Прокурор дает попятный: опасная тема. Спешит вызвать очередного свидетеля, лишь бы Моисеенко помалкивал.

…Дианов, столкнувшись в перерыве с братом Моисеенко, спросил:

— Твой брат из студентов? Где он учился?

— Нигде.

— Не верю. И Лука этот тоже из студентов.

…Перед лицом суда мастер Шорин. Бледный, испитой, с пачкой документов. От себя он ничего почти не говорит. Он читает письма Морозова, его телеграммы, распоряжения, разносы. И вся эта пачка бумаг об одном: Тимофей Саввич требует штрафов. Думайте, изощряйтесь, применяйте силу, но возьмите у рабочего часть заработка.

— У вас, конечно, будут вопросы? — говорит председатель Моисеенко, хоть так, насмешкой, смягчить силу возмутительных по откровенности спрашиваний.

— Да. Будет вопрос. — Моисеенко понимает шутку, улыбается. — Один. — И кивает в сторону Шорина: — Почему разгромили вашу квартиру, а не другого кого?

— Но все думали, что я своевольно пишу штрафы! — кричит Шорин и потрясает бумагами.

Моисеенко ищет глазами Луку. Лука незаметно для других показывает большой палец.

Допрашивают очередного свидетеля. Свидетель называет Моисеенко «бунтарем», но Петр Анисимыч весь в себе. Нужно передохнуть перед показаниями Тимофея Саввича.
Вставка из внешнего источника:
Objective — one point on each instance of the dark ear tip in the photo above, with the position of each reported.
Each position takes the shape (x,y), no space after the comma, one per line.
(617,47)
Вызывают свидетелей от рабочих. Те рассказывают о штрафах. Один, второй, третий. В зале несколько дремотных минут. Слушают плохо. Публика утомилась, судьи тоже. Пора!

— Прошу вызвать свидетеля Морозова! — гремит голос Моисеенко, сон, как стекло от камня, — вдрызг. — Пусть господин Морозов объяснит, за что писали штрафы.

Старика не узнать. Волосы на две стороны, прилизаны, согнулся, ногами шаркает. Глаза какие-то маленькие, бегают, поддержки ищут.